○益子町がん患者医療用ウィッグ等購入費補助金交付要綱
令和5年4月1日
告示第29号
(目的)
第1条 この要綱は、がんの治療に伴う外見の変化による悩みを抱えるがん患者に対し、医療用ウィッグ及び乳房補整具(以下「補整具」という。)の購入に要する経費の一部を補助することにより、がん患者の心理的及び経済的な負担を軽減するとともに、がん患者の治療及び就労の両立並びに療養生活の質の向上を図ることを目的とし、益子町補助金等交付規則(昭和48年規則第5号)に定めるもののほか、必要な事項をこの要綱に定める。
(補助対象者)
第2条 益子町がん患者医療用ウィッグ等購入費補助金(以下「補助金」という。
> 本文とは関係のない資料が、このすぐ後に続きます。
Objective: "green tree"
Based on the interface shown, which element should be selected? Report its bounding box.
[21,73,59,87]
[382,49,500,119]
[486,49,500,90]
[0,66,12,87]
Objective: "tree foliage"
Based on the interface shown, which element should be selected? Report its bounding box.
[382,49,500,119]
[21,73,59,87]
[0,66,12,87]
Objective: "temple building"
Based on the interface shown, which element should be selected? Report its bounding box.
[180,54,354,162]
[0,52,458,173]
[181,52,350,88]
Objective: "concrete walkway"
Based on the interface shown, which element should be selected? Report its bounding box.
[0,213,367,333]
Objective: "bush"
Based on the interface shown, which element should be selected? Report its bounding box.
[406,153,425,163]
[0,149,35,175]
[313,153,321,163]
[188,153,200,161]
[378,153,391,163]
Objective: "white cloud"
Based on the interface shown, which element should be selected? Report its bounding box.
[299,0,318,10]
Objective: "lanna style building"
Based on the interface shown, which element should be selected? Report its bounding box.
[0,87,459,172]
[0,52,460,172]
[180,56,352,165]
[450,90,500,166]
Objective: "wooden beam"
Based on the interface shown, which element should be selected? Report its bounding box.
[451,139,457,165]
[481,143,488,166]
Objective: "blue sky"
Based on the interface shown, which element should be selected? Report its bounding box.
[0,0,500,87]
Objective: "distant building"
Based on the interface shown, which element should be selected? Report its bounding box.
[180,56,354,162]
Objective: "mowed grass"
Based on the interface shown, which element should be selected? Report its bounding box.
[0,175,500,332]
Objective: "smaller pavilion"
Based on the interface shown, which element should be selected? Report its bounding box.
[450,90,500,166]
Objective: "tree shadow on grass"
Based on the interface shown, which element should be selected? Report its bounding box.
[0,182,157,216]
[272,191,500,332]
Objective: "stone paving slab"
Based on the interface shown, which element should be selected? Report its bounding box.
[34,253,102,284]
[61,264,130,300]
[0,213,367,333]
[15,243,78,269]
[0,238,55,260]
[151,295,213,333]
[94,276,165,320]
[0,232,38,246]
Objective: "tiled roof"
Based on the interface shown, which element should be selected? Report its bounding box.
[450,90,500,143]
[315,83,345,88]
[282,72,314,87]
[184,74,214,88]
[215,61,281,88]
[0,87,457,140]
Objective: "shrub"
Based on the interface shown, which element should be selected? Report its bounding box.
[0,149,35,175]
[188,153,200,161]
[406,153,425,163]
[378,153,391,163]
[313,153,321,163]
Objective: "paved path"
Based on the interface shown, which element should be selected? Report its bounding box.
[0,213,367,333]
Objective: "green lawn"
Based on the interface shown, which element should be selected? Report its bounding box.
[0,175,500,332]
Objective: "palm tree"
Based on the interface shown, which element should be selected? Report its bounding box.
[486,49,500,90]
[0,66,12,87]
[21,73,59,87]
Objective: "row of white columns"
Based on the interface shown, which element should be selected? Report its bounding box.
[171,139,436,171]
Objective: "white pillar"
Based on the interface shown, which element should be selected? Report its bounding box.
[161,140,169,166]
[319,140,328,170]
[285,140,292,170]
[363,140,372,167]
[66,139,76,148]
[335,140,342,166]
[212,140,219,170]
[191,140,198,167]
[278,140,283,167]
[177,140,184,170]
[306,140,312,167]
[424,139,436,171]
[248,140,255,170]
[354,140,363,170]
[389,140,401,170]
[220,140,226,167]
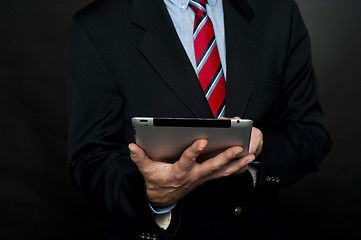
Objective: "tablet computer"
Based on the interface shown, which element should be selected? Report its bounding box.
[132,117,253,162]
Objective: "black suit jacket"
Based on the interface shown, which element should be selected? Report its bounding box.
[67,0,330,239]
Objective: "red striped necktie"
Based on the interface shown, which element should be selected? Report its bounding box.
[189,0,226,118]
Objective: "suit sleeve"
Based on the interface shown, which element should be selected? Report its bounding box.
[67,20,151,226]
[259,3,331,186]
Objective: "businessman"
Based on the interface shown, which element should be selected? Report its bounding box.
[67,0,331,239]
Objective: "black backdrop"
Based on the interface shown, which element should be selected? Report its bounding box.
[0,0,361,240]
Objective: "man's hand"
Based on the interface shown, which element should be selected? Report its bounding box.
[129,140,255,207]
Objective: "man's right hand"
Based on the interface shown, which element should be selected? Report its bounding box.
[129,139,255,207]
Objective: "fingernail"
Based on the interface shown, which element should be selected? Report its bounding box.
[234,151,242,158]
[247,155,256,164]
[198,140,207,150]
[128,145,135,156]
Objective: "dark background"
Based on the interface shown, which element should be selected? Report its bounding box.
[0,0,361,240]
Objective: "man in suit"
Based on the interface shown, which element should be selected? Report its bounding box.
[67,0,330,239]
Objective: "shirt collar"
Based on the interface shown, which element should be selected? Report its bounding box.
[168,0,218,11]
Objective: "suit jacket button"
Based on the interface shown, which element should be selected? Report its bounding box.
[234,206,242,217]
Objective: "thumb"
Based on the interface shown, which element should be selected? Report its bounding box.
[128,143,150,169]
[175,139,208,171]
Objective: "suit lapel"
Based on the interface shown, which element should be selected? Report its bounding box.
[223,0,262,117]
[132,0,213,117]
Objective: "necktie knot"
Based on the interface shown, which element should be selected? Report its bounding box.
[189,0,207,15]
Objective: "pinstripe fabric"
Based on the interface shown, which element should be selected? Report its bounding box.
[189,0,226,118]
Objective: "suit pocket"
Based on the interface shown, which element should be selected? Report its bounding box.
[250,73,282,100]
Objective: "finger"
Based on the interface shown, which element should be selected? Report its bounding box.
[128,143,151,170]
[205,154,255,181]
[249,127,263,156]
[198,146,243,177]
[174,139,208,171]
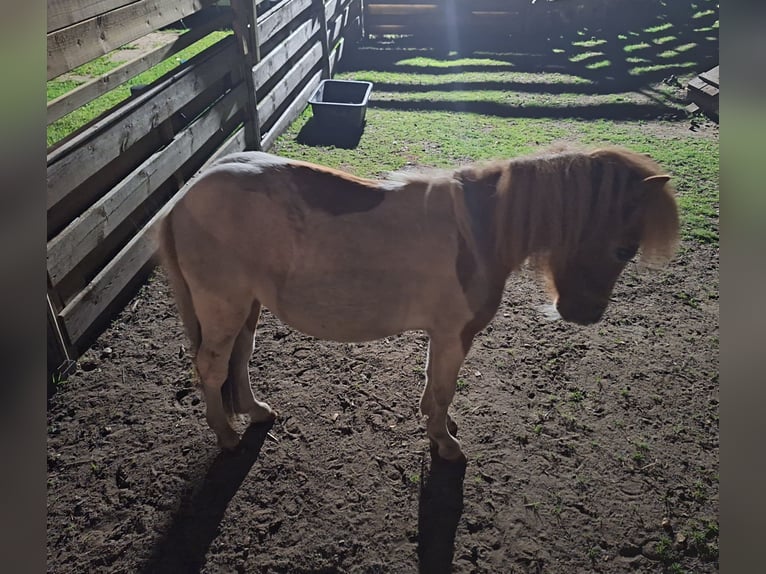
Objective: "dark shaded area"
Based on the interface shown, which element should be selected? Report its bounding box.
[418,452,466,574]
[141,423,273,574]
[370,101,680,120]
[297,117,366,149]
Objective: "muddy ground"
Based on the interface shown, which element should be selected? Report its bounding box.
[47,228,719,574]
[47,15,719,574]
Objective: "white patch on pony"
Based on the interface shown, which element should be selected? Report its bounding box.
[537,303,561,322]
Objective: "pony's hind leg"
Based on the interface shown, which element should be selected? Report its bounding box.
[195,297,252,450]
[229,301,276,423]
[420,342,457,436]
[420,336,465,461]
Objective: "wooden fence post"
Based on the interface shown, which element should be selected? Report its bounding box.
[231,0,261,150]
[311,0,332,80]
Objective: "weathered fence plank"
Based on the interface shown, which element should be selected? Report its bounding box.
[47,38,236,216]
[47,84,247,287]
[47,0,363,364]
[60,119,244,347]
[253,16,320,88]
[261,70,322,150]
[258,0,312,45]
[47,11,231,124]
[258,42,322,123]
[48,0,213,80]
[46,0,136,32]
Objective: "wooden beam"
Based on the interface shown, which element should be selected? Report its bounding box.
[47,0,213,80]
[46,0,141,32]
[60,122,244,347]
[47,83,247,287]
[258,0,312,46]
[231,0,261,149]
[258,42,322,123]
[261,70,322,150]
[312,0,330,79]
[253,14,319,88]
[47,11,232,124]
[47,40,235,214]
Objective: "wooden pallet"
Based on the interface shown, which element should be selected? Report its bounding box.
[686,66,720,116]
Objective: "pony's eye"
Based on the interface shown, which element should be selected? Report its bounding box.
[614,245,638,263]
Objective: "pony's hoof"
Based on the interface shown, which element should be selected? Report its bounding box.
[430,439,467,464]
[249,407,279,424]
[218,431,239,452]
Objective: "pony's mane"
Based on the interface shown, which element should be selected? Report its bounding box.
[456,147,678,268]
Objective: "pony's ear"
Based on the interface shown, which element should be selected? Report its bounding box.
[643,175,670,191]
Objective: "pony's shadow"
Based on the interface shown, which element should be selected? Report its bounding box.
[296,116,367,149]
[141,423,273,574]
[418,452,466,574]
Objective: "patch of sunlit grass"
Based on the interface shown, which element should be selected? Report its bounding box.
[628,62,697,76]
[623,42,651,52]
[396,56,513,68]
[569,52,604,62]
[572,38,606,48]
[674,42,697,52]
[585,60,612,70]
[644,22,673,34]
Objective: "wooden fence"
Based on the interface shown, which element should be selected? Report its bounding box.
[47,0,362,376]
[364,0,662,42]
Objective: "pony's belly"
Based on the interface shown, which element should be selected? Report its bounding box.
[263,276,428,342]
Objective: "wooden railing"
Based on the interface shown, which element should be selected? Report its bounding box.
[364,0,661,41]
[47,0,362,373]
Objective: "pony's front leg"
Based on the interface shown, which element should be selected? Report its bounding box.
[420,336,465,461]
[229,301,277,423]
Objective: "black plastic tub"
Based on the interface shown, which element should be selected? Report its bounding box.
[309,80,372,130]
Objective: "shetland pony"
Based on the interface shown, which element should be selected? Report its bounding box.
[159,148,679,460]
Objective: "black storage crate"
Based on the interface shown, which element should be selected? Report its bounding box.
[309,80,372,130]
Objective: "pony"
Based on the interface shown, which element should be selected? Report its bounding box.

)の交付を受けることができる者は、次の各号のいずれにも該当するものとする。
(1) 申請日及び購入日の時点において益子町内に住所を有する者
(2) がんと診断され、その治療を行っている者
(3) がん治療に伴う脱毛、乳房の切除等により就労、社会参加、通院等への支障又は支障の出るおそれがあるために、補整具の使用を必要としている者
(4) 町税を滞納していない者
(5) 過去にこの要綱に基づく補助金の交付を受けていない者
(補助対象ウィッグ等及び経費)
第3条 補助対象となる補整具は、次の各号に掲げるすべての要件を満たすものとする。
(1) この要綱の適用日以降に購入したものであること。
(2) 就労、社会参加、通院等のために購入したものであること。
(3) 医療用ウィッグについては、がんの治療に伴う脱毛に対応するものであること。
2 この補助の交付の対象となる経費は、次に掲げる補整具の購入経費とする。
(1) 医療用ウィッグ 医療用ウィッグ本体の購入費(医療用ウィッグの装着時に皮膚を保護するための必要なネットを含む。)とし、附属品及びケア用品(クリーナー、リンス、ブラシ等をいう。)は、対象としない。
(2) 乳房補整具 右側(補整下着、シリコンパット等の胸部補整具)
(3) 乳房補整具 左側(補整下着、シリコンパット等の胸部補整具)
(交付の申請)
第5条 補助金の交付を受けようとする補助対象者(以下「申請者」という。)は、補整具を購入した日の翌日から起算して1年以内に、益子町がん患者医療用ウィッグ等購入費補助金交付申請書(様式第1号)に、次に掲げる書類を添えて、町長に申請しなければならない。
(1) がん治療を受けている、又は受けていたことを証する書類(お薬手帳、診療明細書、治療方針計画書等)
(2) 補整具の購入年月日及び購入経費の明細を証する書類
(3) 医療用ウィッグについては、脱毛の副作用があるがん治療を受けていることを証する書類
(4) その他町長が必要と認める書類
(交付の決定)
第6条 町長は、前条の規定により申請があったときは、速やかに審査を行い、補助金の交付の可否及び交付額を決定するものとする。
(補助金の返還)
第8条 町長は、申請者が虚偽その他不正な行為により補助金の交付を受けたと認めたときは、当該補助金の全部又は一部を返還させることができる。
(補則)
第9条 この要綱に定めるもののほか必要な事項は、町長が別に定める。
附則
この要綱は、令和5年4月1日から適用する。